Against her parents advice Beatrice is postponing university to spend a year pursuing her dream of becoming an actress. Beatrice’s grandmother was a famous stage actress and it is to her that Beatrice turns for help. Beatrice knows little of her grandmother, there were very few visits during her childhood, nor does she know why her mother and grandmother have been estranged.
Beatrice begins to attend salons hosted by her grandmother and frequented by people from the theatre world.
These people seem so much at ease while Beatrice, who “despaired of ever being able to relate so offhandedly, with such confidence and ownership, an equally fabulous story while reaching for a handful of almonds on someone else’s coffee table” feels herself out of place.
She fiercely wants to belong to this world as she moves toward rejecting the world of her parents, and her parents themselves.
Beatrice tells the story, 20 years later, as she remembers this earlier time. The reason for the estrangement of her mother and grandmother is a complicated one, and Beatrice tries to understand it from the perspective of both women. Beatrice is also trying to understand what is happening to her father, who has been accused of professional sexual misconduct. The man she adored unconditionally is now suspect. Her world is changing. Her summer job takes her away from home in the daytime, she works as an interpreter at a sort of pioneer village, The Homestead, where she dresses in costume portraying the life of a woman a century earlier, making up stories to embellish the script she has memorized.
This is a young woman struggling to understand her parents – her mother’s loyalty to her father, who, it turns out, has faced similar accusations in the past – as well as her own actions.
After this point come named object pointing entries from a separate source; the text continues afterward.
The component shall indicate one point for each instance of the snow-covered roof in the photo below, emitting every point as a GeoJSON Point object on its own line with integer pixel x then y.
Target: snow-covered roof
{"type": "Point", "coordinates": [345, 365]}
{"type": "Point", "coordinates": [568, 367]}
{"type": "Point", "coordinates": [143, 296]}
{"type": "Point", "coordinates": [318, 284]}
She considers that even thoughtlessness, in spite of lack of intent, can cause such lasting harm.
There are opportunities to talk with her mother that are lost to her, words forever left unsaid.
When Beatrice is asked to take a part in a summer theatre production on a farm, where she must live for the duration, she leaps at the opportunity to leave both her job and her parents' home. Here she comes into much closer contact with a friend of her grandmother’s, an actor and director, Hale – a man old enough to be her father.
Leah Hager Cohen weaves the story of now and then effortlessly with perfect understanding of the struggles of a young woman adjusting to the sifting relationships that come with growing up.
As Beatrice gains maturity and finds love herself she is more able to understand, if not accept and forgive, her parents for their actions.
Twenty years later the novel ends with Beatrice and her father as it began. The relationship has dramatically changed, but they are still father and daughter.